Aug 3, 2004 | Conteúdos Em Ingles

THUS Plc has been selected by FARICE (the international submarine cable system connecting Iceland and the Faroe Islands to Scotland) to design, install and maintain an optical backhaul network between FARICE’s landing station in Castletown Northern Scotland and the company’s Point of Presence in Edinburgh.

Together with FARICE’s submarine cable the connection forms the primary connection between Iceland, the Faroe Islands and mainland Europe.

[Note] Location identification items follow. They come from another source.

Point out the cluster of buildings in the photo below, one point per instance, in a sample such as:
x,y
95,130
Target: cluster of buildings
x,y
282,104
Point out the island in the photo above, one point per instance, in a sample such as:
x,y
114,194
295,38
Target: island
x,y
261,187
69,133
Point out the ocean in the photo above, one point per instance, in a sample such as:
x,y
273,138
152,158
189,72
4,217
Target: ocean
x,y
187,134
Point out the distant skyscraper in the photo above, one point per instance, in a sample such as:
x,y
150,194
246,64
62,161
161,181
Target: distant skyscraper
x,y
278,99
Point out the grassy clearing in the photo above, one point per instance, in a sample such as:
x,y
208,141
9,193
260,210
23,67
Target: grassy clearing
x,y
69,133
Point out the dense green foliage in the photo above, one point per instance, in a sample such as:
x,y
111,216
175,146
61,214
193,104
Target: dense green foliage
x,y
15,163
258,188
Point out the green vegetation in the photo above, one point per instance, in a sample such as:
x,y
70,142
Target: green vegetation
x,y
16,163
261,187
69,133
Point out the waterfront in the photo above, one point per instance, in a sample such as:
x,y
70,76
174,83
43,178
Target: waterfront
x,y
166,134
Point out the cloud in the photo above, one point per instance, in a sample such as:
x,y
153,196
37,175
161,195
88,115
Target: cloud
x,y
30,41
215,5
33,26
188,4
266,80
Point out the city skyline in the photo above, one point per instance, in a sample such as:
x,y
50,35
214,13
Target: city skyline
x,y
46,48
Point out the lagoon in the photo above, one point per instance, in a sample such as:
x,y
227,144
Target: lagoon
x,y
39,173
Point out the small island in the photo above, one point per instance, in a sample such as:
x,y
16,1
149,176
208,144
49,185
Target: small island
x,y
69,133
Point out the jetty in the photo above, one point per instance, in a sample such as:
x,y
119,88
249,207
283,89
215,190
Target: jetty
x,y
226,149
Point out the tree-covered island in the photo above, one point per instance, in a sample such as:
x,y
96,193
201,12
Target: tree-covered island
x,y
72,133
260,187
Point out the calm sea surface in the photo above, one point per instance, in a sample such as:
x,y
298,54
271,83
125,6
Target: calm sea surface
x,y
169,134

THUS has been awarded a ten year contract to provide a ‘managed fibre solution’, to supply network management to the customer’s backhaul network in Scotland.

The THUS managed fibre solution will deploy Dense Wave Division Multiplexing technology to significantly enlarge the capacity and capability of the FARICE network to carry advanced voice and data services. This solution expects to significantly enhance Iceland’s credentials as a primary location for global businesses to locate mission critical back office support systems, including off-shore complex web hosting services.

Gudmundur Gunnarsson, chief executive officer at FARICE said, “THUS was chosen in a competitive tender because of its extensive experience and existing support and management systems in Scotland. This network forms the primary communications link to Europe for Iceland and the Faroe Islands and THUS is working closely with us to deliver a cost effective solution that meets our needs on such a critical project. It made sense for THUS to tie the management of this DWDM system into its existing network management centre which already manages our fibre in Scotland, giving us simple access to a single management view“.

THUS already provides the FARICE fibre connection from Castletown to Edinburgh following a contract announced in 2002. The submarine cable was operational in January 2004 at an initial cost of €45 million and DWDM is now being used to maximise fibre capacity. The CIENA Metronet system used in the backhaul in Scotland will initially deliver 4 x 2.5Gbit/s wavelengths but it is capable of delivering 33 x 2.5Gbit/s wavelengths if bandwidth requirements increase in the future.